Highlights of our approach
Isotopic tracing approaches are most powerful when paired with integrated ‘omics techniques, (such as next-generation sequencing, proteomics and metabolomics) to link dynamics and fluxes to gene and organism function. Some examples of combined methods that illustrate our approach are listed below:
- Identifying hydrogen producers and consumers in microbial mat communities using time-resolved metatranscriptome analysis and 13C isotope probing with NanoSIP and FISH-SIMS to determine key microbial interactions involved in nighttime flux of fermentation byproducts (Burow et al., 2013, Lee et al., 2014)

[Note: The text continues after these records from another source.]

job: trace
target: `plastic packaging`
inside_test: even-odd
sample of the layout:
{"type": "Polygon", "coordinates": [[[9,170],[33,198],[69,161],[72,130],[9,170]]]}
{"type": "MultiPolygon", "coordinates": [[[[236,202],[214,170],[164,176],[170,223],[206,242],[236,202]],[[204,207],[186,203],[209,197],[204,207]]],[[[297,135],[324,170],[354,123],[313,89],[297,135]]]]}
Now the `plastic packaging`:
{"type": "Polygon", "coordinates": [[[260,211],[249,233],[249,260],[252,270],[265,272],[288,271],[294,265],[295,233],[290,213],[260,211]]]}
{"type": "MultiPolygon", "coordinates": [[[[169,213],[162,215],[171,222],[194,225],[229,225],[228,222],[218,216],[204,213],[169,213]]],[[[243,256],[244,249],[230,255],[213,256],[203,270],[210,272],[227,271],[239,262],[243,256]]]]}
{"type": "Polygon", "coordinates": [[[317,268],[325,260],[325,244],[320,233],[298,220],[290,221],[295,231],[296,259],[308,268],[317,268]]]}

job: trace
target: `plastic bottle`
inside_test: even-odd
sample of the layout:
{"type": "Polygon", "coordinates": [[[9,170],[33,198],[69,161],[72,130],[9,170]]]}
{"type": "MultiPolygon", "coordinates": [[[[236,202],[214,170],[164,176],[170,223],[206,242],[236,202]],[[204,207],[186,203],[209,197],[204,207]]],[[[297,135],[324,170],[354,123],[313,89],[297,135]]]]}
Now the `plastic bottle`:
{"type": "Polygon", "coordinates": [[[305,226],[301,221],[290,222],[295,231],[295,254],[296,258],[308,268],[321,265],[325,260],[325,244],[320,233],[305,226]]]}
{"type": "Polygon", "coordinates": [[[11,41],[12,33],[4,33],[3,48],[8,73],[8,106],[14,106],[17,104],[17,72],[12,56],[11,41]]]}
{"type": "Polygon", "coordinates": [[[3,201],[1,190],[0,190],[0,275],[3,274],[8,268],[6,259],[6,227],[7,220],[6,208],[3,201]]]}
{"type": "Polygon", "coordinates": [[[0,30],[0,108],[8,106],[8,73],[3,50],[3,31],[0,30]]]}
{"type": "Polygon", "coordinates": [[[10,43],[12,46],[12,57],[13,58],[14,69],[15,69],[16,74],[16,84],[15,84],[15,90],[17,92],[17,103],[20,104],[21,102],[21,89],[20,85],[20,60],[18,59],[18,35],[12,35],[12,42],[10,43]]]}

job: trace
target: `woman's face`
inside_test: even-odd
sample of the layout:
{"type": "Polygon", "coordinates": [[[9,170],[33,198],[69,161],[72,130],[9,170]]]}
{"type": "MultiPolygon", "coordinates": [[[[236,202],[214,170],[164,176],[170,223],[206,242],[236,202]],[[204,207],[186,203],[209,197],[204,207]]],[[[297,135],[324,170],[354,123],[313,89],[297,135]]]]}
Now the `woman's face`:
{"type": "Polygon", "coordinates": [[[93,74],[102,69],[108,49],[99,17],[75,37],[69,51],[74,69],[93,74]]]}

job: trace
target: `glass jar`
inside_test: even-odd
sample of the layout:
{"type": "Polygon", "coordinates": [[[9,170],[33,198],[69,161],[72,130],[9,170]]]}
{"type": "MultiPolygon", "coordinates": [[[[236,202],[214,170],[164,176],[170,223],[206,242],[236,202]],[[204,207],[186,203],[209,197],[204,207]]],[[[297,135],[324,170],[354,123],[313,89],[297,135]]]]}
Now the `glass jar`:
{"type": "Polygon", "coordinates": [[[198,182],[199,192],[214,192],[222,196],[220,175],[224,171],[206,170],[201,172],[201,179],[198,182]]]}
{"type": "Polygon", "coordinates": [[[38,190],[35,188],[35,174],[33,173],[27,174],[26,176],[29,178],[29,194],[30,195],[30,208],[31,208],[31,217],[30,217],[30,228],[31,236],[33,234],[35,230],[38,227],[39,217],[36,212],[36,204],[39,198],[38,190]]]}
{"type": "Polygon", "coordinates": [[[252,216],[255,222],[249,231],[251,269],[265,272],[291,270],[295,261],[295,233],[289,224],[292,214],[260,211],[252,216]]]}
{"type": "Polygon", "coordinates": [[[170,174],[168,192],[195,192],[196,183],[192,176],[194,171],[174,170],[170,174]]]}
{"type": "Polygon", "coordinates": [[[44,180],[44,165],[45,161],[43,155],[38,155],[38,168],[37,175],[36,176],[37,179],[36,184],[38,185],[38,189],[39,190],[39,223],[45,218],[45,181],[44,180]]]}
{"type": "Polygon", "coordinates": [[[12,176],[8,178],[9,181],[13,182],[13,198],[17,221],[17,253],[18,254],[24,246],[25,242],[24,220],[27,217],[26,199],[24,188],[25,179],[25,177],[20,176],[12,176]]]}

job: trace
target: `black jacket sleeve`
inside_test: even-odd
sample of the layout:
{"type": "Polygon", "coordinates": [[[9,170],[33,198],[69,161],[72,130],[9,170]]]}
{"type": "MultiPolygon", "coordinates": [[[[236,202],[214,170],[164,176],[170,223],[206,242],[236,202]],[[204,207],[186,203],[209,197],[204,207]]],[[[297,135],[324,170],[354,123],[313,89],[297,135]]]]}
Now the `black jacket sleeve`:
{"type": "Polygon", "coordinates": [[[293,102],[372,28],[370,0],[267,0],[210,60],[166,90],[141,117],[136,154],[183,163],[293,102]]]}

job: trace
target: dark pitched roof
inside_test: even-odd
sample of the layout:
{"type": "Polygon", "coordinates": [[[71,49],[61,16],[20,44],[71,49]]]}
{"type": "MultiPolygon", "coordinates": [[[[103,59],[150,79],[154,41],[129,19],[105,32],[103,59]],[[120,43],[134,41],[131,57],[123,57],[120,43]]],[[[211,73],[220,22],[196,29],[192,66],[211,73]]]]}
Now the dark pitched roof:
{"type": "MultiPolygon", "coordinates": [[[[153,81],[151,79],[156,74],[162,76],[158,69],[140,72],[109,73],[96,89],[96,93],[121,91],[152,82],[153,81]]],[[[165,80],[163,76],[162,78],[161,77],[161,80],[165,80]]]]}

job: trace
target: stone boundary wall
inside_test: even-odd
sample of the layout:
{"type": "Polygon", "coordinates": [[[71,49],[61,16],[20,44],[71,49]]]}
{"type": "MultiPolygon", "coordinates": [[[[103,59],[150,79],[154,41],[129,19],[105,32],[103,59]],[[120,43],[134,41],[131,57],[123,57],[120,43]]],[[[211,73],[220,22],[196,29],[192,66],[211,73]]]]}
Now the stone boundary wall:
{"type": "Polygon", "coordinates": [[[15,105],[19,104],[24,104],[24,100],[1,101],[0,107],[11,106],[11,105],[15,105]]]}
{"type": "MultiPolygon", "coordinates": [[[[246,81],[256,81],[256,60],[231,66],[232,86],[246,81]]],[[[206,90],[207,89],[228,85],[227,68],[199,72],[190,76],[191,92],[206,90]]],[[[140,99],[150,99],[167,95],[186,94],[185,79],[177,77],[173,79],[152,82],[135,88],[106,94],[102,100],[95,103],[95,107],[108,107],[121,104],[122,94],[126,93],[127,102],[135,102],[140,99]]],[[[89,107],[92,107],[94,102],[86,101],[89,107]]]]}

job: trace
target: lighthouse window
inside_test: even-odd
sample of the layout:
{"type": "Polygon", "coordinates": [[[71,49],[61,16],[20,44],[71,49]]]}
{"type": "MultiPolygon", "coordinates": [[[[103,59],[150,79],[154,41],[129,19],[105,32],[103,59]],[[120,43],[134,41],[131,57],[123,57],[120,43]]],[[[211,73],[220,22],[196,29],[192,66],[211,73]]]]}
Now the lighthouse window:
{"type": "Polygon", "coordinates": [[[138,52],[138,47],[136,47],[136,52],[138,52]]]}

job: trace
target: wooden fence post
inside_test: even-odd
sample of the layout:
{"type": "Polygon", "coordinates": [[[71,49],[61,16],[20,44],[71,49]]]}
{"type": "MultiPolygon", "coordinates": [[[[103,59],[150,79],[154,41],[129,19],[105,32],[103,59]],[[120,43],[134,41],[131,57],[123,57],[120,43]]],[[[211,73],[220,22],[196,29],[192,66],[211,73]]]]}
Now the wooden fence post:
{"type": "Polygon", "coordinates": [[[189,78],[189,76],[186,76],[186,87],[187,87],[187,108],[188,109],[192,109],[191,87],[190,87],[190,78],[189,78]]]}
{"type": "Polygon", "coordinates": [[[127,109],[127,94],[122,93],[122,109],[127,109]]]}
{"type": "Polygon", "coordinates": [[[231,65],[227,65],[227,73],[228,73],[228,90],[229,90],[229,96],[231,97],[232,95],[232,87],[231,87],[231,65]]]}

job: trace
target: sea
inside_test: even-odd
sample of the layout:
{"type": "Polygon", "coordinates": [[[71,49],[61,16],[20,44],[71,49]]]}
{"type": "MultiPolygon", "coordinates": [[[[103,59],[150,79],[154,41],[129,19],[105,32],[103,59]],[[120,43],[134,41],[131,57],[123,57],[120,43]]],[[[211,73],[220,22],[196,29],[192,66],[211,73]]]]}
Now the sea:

- Identifying dominant N-fixers in photosynthetic microbial mat communities using functional gene libraries (nifH) and 16S rRNA diversity, 15N2 isotope probing with NanoSIP and FISH-SIMS (Woebken et al., 2012, Woebken et al., 2015)
- Determining fate and function of cyanobacterial exopolymers in photosynthetic mats and biofilms combining NanoSIP and exoproteomics (Stuart et al., 2015, Stuart et al., 2016)
- Characterizing gut compartmentalization of the wood-feeding beetle Odontotaenius disjunctus (Ceja-Navarro et al., 2014)
- Examining C and N exchange between cellulolytic protists and bacterial ectosymbionts in the lower termite gut, combining 15N2 isotope probing and NanoSIP with single cell bacterial genome analyses (Tai et al., 2016)
- Visualization of dynamic trace metal homeostasis in Chlamydomonas reinhardtii comparing wild type and mutant strains (Hong-Hermesdorf et al., 2014)
Our current work involves applying our demonstrated community systems biology approach to phycosphere and rhizosphere systems in order to determine how specific taxonomic combinations and interactions affect energy and nutrient cycling pathways and are shaped by various environmental stressors.